Le premier rapport du CPO, qui date de 2007, s'était penché sur la question de la fraude aux prélèvements obligatoires. A cette occasion, le CPO avait tenté de définir les termes du débat. Paradoxalement, les notions de fraude, d'optimisation ou d'évasion fiscale, qui sont fréquemment employées dans le débat public - parfois à tort et à travers par la presse -, font rarement l'objet de définitions consensuelles, tant au niveau national qu'international. Je vous propose les définitions suivantes.

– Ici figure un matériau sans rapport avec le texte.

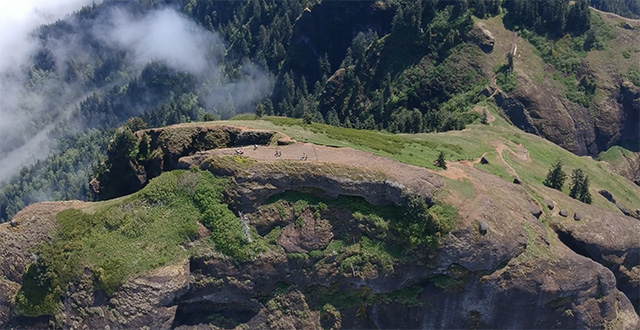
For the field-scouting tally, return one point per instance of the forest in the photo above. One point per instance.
(380, 66)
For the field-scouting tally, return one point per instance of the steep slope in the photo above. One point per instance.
(335, 239)
(542, 94)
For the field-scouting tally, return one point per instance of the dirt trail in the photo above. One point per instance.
(501, 147)
(418, 180)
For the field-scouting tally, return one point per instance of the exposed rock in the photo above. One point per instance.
(483, 227)
(353, 173)
(482, 37)
(617, 248)
(164, 147)
(550, 204)
(313, 234)
(148, 299)
(535, 210)
(606, 194)
(516, 112)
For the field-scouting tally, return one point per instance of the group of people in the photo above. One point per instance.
(239, 151)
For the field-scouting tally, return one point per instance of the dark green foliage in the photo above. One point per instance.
(39, 293)
(556, 176)
(580, 186)
(121, 238)
(553, 17)
(627, 8)
(634, 75)
(440, 162)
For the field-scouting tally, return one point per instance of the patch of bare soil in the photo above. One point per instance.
(417, 179)
(479, 109)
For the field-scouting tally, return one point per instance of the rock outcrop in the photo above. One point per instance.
(498, 267)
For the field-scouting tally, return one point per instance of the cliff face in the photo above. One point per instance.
(334, 264)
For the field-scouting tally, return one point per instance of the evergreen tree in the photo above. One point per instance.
(556, 176)
(440, 162)
(580, 186)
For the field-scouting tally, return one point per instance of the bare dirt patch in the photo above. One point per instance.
(417, 180)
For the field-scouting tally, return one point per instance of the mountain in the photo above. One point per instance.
(324, 164)
(345, 228)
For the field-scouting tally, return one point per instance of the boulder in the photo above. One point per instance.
(535, 210)
(483, 227)
(606, 194)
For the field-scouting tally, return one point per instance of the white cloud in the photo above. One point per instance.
(18, 18)
(162, 35)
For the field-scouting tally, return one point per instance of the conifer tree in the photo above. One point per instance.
(556, 176)
(580, 187)
(440, 162)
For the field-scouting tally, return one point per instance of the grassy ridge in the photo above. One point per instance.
(131, 235)
(468, 144)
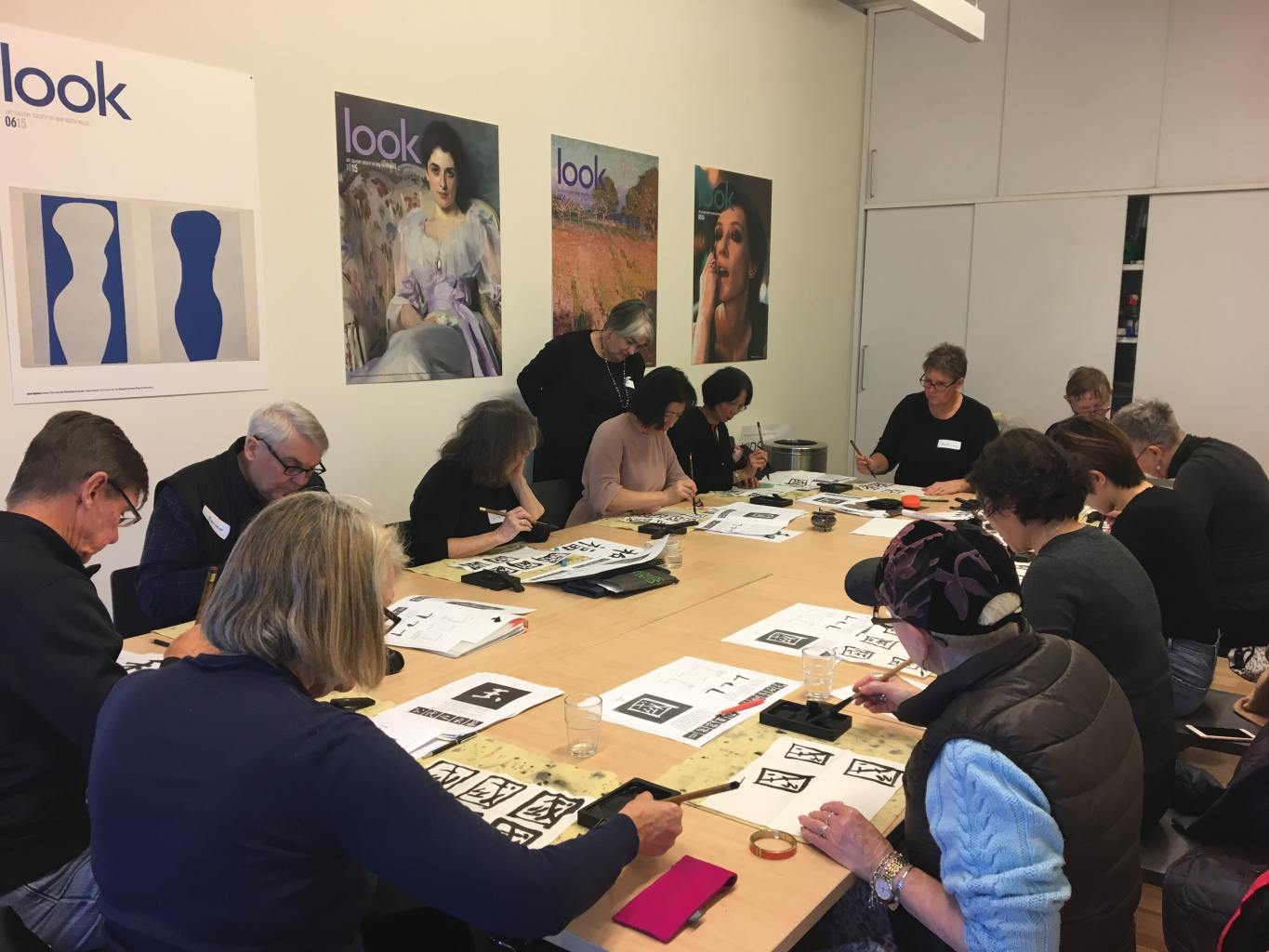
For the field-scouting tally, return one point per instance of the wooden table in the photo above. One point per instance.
(577, 643)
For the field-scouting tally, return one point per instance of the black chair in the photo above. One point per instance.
(557, 497)
(128, 619)
(16, 937)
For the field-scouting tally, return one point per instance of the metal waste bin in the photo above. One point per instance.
(809, 455)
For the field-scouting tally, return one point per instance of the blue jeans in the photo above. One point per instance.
(1193, 666)
(61, 907)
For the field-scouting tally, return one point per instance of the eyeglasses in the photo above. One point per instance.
(291, 469)
(129, 518)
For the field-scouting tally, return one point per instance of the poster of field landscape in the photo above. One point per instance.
(603, 232)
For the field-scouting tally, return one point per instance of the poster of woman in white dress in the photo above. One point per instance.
(420, 243)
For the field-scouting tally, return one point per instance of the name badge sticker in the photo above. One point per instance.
(218, 525)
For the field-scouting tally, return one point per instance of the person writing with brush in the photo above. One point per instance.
(1023, 796)
(482, 468)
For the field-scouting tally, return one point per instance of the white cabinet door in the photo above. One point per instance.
(1205, 313)
(934, 128)
(1216, 118)
(1083, 93)
(917, 284)
(1043, 299)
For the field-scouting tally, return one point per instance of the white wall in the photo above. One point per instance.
(772, 89)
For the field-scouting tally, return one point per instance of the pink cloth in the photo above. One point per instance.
(623, 457)
(664, 907)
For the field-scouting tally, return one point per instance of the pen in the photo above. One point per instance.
(698, 794)
(885, 676)
(745, 706)
(546, 525)
(868, 465)
(692, 472)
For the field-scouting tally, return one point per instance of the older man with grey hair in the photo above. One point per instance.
(202, 509)
(1229, 490)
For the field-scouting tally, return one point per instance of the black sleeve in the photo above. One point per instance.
(62, 663)
(542, 374)
(475, 872)
(891, 443)
(983, 431)
(434, 514)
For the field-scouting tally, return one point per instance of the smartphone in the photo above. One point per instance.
(1235, 734)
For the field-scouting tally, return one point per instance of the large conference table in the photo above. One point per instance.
(591, 645)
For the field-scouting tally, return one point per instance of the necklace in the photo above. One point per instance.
(623, 399)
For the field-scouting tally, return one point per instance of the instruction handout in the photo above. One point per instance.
(847, 635)
(795, 777)
(458, 709)
(683, 699)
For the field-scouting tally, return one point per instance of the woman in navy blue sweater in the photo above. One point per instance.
(232, 812)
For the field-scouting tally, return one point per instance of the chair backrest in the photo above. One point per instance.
(557, 496)
(128, 619)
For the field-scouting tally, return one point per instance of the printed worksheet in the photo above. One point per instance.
(753, 521)
(451, 626)
(849, 636)
(458, 709)
(795, 777)
(524, 813)
(684, 699)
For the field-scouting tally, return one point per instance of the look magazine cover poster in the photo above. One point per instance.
(420, 243)
(731, 256)
(604, 205)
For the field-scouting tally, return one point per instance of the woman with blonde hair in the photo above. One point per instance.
(232, 810)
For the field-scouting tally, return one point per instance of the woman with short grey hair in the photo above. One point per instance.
(1229, 492)
(577, 381)
(253, 816)
(934, 435)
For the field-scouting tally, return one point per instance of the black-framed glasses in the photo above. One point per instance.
(132, 517)
(291, 469)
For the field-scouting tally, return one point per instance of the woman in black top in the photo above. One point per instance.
(935, 435)
(701, 440)
(577, 381)
(1168, 539)
(482, 465)
(1084, 586)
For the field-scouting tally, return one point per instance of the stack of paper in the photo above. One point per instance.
(849, 636)
(803, 479)
(451, 626)
(132, 662)
(684, 699)
(764, 522)
(458, 709)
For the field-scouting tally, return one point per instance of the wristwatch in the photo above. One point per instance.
(889, 878)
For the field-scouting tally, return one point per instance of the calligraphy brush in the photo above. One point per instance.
(837, 708)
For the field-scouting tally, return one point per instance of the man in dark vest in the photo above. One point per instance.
(77, 483)
(1023, 798)
(201, 510)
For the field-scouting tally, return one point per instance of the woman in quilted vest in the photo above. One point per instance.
(1023, 798)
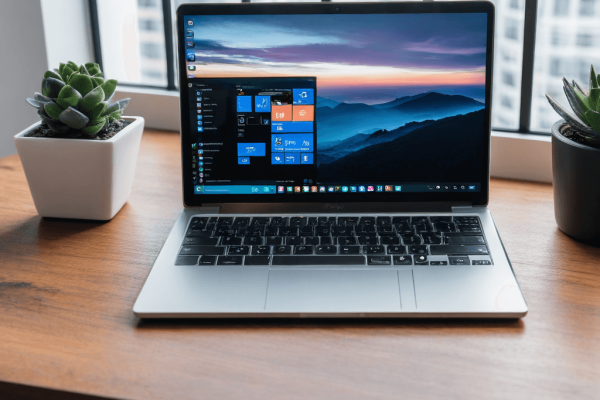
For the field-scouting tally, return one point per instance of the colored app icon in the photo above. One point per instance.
(277, 158)
(281, 113)
(262, 103)
(304, 113)
(303, 96)
(244, 103)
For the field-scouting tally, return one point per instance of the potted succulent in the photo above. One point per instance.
(576, 161)
(80, 158)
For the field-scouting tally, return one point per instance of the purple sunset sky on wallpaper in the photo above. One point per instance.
(356, 58)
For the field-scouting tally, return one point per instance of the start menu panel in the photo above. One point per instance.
(252, 134)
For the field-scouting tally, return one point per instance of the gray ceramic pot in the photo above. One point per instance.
(575, 176)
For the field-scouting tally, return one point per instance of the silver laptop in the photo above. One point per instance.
(335, 163)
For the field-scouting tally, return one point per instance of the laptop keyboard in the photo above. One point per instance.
(328, 240)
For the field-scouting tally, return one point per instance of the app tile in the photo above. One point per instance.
(277, 158)
(244, 103)
(304, 96)
(306, 158)
(292, 142)
(292, 158)
(282, 113)
(304, 113)
(252, 149)
(284, 127)
(262, 103)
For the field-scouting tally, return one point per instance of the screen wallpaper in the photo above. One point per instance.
(390, 88)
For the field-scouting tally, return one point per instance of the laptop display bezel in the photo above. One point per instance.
(193, 200)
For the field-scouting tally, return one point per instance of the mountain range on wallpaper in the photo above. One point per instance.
(359, 141)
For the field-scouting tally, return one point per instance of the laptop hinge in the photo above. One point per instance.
(463, 208)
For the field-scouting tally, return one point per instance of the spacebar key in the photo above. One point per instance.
(318, 260)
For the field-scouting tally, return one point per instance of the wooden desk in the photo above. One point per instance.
(67, 290)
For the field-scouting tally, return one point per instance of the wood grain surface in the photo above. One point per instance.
(67, 290)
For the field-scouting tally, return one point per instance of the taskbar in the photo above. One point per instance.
(329, 189)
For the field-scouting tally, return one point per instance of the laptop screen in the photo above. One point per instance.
(343, 105)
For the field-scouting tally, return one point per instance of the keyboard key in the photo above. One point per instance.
(379, 260)
(417, 249)
(294, 240)
(346, 240)
(231, 241)
(201, 250)
(274, 240)
(402, 260)
(457, 249)
(311, 240)
(367, 239)
(326, 249)
(186, 260)
(257, 260)
(325, 239)
(282, 249)
(261, 250)
(303, 249)
(349, 249)
(238, 250)
(206, 241)
(253, 240)
(460, 260)
(421, 260)
(318, 260)
(373, 250)
(390, 240)
(465, 240)
(230, 260)
(396, 250)
(208, 260)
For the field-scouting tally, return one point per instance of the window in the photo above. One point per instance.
(135, 31)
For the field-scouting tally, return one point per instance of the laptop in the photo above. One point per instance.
(335, 163)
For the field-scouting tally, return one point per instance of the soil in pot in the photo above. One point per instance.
(44, 131)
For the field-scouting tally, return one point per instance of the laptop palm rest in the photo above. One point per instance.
(321, 290)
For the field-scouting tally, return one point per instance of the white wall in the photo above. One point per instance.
(22, 66)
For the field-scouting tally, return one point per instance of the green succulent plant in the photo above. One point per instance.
(586, 106)
(77, 98)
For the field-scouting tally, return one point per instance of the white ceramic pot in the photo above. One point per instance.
(76, 178)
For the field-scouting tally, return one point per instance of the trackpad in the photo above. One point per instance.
(333, 291)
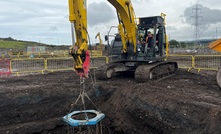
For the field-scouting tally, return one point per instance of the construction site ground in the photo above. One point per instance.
(184, 103)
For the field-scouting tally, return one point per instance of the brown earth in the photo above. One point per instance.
(185, 103)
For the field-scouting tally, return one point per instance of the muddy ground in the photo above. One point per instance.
(185, 103)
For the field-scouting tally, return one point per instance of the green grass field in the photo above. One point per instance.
(12, 44)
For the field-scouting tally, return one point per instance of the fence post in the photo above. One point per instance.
(193, 62)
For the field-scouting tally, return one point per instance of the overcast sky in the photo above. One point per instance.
(47, 21)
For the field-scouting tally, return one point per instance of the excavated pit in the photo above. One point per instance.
(184, 103)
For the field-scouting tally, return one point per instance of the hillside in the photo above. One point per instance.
(10, 43)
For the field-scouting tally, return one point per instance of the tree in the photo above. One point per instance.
(183, 44)
(174, 43)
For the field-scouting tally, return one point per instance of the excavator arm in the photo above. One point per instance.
(127, 23)
(79, 50)
(99, 37)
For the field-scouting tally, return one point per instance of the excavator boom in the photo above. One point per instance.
(216, 45)
(79, 50)
(127, 22)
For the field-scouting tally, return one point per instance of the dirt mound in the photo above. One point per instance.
(183, 103)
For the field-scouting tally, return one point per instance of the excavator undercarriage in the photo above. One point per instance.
(142, 70)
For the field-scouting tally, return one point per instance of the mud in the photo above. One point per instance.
(185, 103)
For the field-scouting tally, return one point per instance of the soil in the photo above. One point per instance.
(184, 103)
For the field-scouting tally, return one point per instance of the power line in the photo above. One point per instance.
(196, 10)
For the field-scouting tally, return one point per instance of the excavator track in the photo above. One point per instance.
(155, 71)
(107, 71)
(142, 73)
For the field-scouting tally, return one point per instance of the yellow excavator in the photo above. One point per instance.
(79, 50)
(136, 54)
(216, 45)
(138, 48)
(100, 46)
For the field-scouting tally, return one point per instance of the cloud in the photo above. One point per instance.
(53, 28)
(99, 13)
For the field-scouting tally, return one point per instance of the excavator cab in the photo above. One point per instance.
(152, 51)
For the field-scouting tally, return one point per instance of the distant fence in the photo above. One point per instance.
(184, 61)
(198, 62)
(41, 65)
(48, 54)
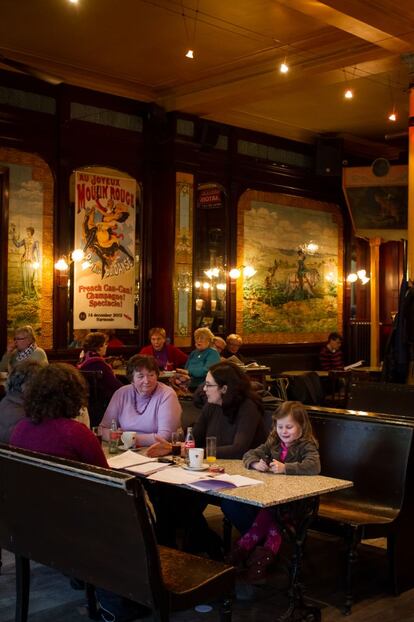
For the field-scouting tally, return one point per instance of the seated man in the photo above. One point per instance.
(330, 357)
(233, 345)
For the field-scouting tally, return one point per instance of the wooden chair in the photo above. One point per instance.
(94, 524)
(376, 453)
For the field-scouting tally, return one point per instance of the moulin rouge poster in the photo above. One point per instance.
(104, 281)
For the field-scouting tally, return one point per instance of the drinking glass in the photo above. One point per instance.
(176, 444)
(97, 430)
(211, 448)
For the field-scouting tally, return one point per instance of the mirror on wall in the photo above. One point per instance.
(210, 262)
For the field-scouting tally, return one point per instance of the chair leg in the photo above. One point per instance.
(93, 612)
(227, 526)
(22, 588)
(352, 540)
(226, 607)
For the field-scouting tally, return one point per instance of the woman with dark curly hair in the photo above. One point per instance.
(52, 401)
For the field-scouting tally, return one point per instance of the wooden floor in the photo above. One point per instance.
(53, 600)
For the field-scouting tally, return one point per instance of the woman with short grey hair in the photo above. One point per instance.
(21, 348)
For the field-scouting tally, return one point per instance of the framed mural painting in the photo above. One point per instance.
(296, 248)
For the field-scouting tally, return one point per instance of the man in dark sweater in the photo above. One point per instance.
(330, 357)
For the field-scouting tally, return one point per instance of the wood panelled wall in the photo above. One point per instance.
(152, 157)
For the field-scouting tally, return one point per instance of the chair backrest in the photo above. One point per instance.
(97, 402)
(84, 521)
(382, 397)
(306, 388)
(373, 454)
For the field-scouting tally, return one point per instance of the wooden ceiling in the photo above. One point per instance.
(136, 49)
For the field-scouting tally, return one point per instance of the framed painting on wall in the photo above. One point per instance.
(296, 248)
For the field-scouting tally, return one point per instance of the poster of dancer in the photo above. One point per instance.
(104, 281)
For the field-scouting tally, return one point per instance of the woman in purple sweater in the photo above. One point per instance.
(145, 406)
(52, 400)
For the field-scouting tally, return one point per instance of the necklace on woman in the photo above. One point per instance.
(138, 411)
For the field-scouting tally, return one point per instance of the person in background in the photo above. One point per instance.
(22, 348)
(94, 348)
(219, 344)
(168, 356)
(112, 340)
(200, 360)
(330, 356)
(52, 400)
(145, 406)
(290, 449)
(79, 335)
(12, 406)
(233, 344)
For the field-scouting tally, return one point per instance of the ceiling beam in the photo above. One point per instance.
(358, 19)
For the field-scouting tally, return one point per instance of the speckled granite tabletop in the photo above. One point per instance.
(276, 488)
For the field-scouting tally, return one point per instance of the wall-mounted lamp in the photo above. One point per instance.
(63, 264)
(360, 274)
(219, 275)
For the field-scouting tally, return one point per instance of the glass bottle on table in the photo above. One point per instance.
(189, 442)
(211, 449)
(113, 437)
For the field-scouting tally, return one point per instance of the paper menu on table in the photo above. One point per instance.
(176, 475)
(128, 458)
(223, 481)
(148, 468)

La fraude fiscale est un acte intentionnel de la part des contribuables qui cherchent à contourner la loi pour éviter le paiement d'un prélèvement obligatoire. Il s'agit d'un comportement délictuel délibéré qui présente donc un caractère pénal. Ce phénomène, très circonscrit juridiquement, est difficile à évaluer. L'Union européenne estime que la fraude, à l'échelle des 27 Etats membres, représente de 2 à 5 % du PIB, soit environ 40 milliards d'euros pour la France ; cette évaluation est en ligne avec celle dressée par le CPO dans son rapport de 2007. Le Syndicat National Unifié des Impôts (SNUI) estime quant à lui que la fraude fiscale se situerait entre 42 et 51 milliards d'euros. Cette somme peut être mise en parallèle avec le montant de l'impôt sur le revenu ou le montant des intérêts de la dette, ce qui ne manque pas d'interpeller.
L'optimisation fiscale comprend également un élément intentionnel, mais est parfaitement légale. Il s'agit pour le contribuable de minorer le montant de son impôt sans contrevenir à la loi et sans se soustraire à ses obligations. L'optimisation fiscale tire parti des possibilités offertes par notre régime fiscal, ce qui n'a rien d'illégal, comme le reconnaît le juge de l'impôt au nom du principe de non-immixtion. La différence fondamentale entre l'optimisation et la fraude est donc l'effet correcteur que le législateur peut avoir. En effet, le législateur peut décider de mettre fin à tout moment aux systèmes d'optimisation fiscale en changeant la loi, alors qu'il ne peut éliminer la fraude par ce seul moyen. Il faut donc se garder de toute confusion entre fraude et optimisation fiscale, qui serait préjudiciable à la sécurité juridique, à laquelle le Sénat est très attaché. La question de l'optimisation fiscale trouve une traduction actuelle dans les dépenses fiscales et les niches sociales : bien que ces dispositifs puissent être perçus comme discriminatoires ou inégalitaires, l'utilisation de tels régimes n'est pas constitutive de fraude.
L'évasion fiscale est la notion la plus employée, mais la plus impropre d'un point de vue juridique. Cette notion recouvre à la fois l'optimisation et la fraude fiscale, ce qui contribue à la confusion entre les deux termes. Certaines personnes estiment que l'évasion renvoie à la fois à l'optimisation dans la mesure où les procédés sont légaux, et à la fraude dans la mesure où elle procède d'une intention. Cependant, cette définition ne me semble pas satisfaisante, et je crois que vos travaux devront s'attacher à préciser finement la définition que votre Commission retiendra de cette notion, sous peine de rendre moins effectives vos recommandations.
Je souhaite insister sur la nécessité de distinguer l'optimisation et la fraude fiscale. J'aurais volontiers abordé les prix de transferts et les mécanismes de répression de l'évasion et de la fraude fiscale internationale, mais je garde ces sujets pour les questions.